A partir du 18 janvier 2008, j’ai reçu des appels téléphoniques de quelques présidents de sections de la Fédération internationale de l’UFC m’informant qu’Elliot Ohin leur demandait de saisir la CENI pour récuser la candidature de Jean-Pierre Fabre. Je suis le Président de la Fédération Internationale UFC et n’avais pas compris qu’une telle initiative soit prise à mon insu. J’ai expliqué à nos compatriotes présidents des sections de la Fédération internationale qu’ils n’avaient aucune autorité pour effectuer une telle démarche.
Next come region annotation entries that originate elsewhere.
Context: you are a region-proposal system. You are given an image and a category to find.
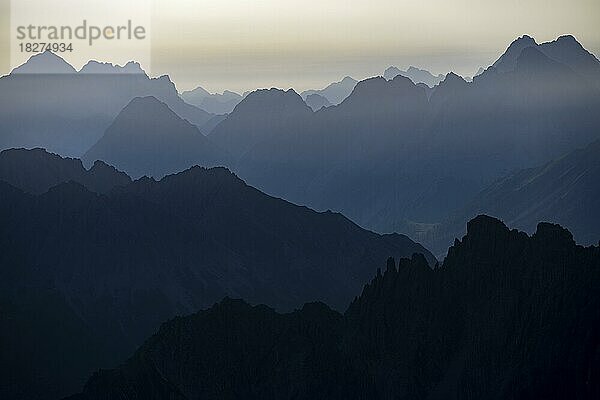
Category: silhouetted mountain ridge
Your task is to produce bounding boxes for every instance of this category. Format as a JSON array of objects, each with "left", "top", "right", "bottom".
[
  {"left": 83, "top": 97, "right": 227, "bottom": 178},
  {"left": 73, "top": 216, "right": 600, "bottom": 400},
  {"left": 0, "top": 148, "right": 435, "bottom": 399}
]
Malgré cela, d’autres groupes constitués de membres de l’AGO commençaient à avancer l’idée qu’il fallait changer l’ancienne équipe de Patrick et de Jean-Pierre pour réorienter la politique de l’UFC vers une collaboration avec le parti au pouvoir à l’issue de l’élection présidentielle. Le PN s’en était aperçu et, avec un courage admirable, passât outre les consignes de ses médecins pour arriver à Accra le vendredi 29 janvier.
A peine une heure après son arrivée à son domicile à Accra, il tint une réunion avec les membres du bureau du parti venus de Lomé. De cette réunion explicative, sortit un projet d’accord ainsi libellé et approuvé entièrement par le PN lui-même:
« Engagement : Les soussignés, Gilchrist Olympio et Jean-Pierre Fabre, respectivement Président national et Secrétaire général de l’UFC, attestent et s’engagent sur ce qui suit :
Gilchrist Olympio a été désigné par le 2ème congrès ordinaire de l’UFC des 18 et 19 juillet 2008, comme le candidat du parti à l’élection présidentielle de 2010 au Togo. Des circonstances imprévues n’ont pas permis sa présence au pays où conformément aux dispositions législatives en vigueur, il devait remplir toutes les conditions exigées pour l’acceptation de sa candidature par la CENI à la date du 15 janvier 2010. En son absence, Jean- Pierre Fabre a été désigné unanimement par la direction du parti pour se présenter comme candidat de sauvegarde. La CENI a régulièrement accepté et enregistré sa candidature. Jean-Pierre Fabre s’est engagé devant le parti que si les démarches politiques entreprises par le PN pour l’acceptation de sa candidature aboutissaient, il retirerait la sienne. Dans le cas contraire, Gilchrist Olympio s’engage à reconnaître la candidature de Jean-Pierre Fabre et à soutenir ce dernier dans toute sa campagne électorale. Fait à Accra le 29 janvier 2010. »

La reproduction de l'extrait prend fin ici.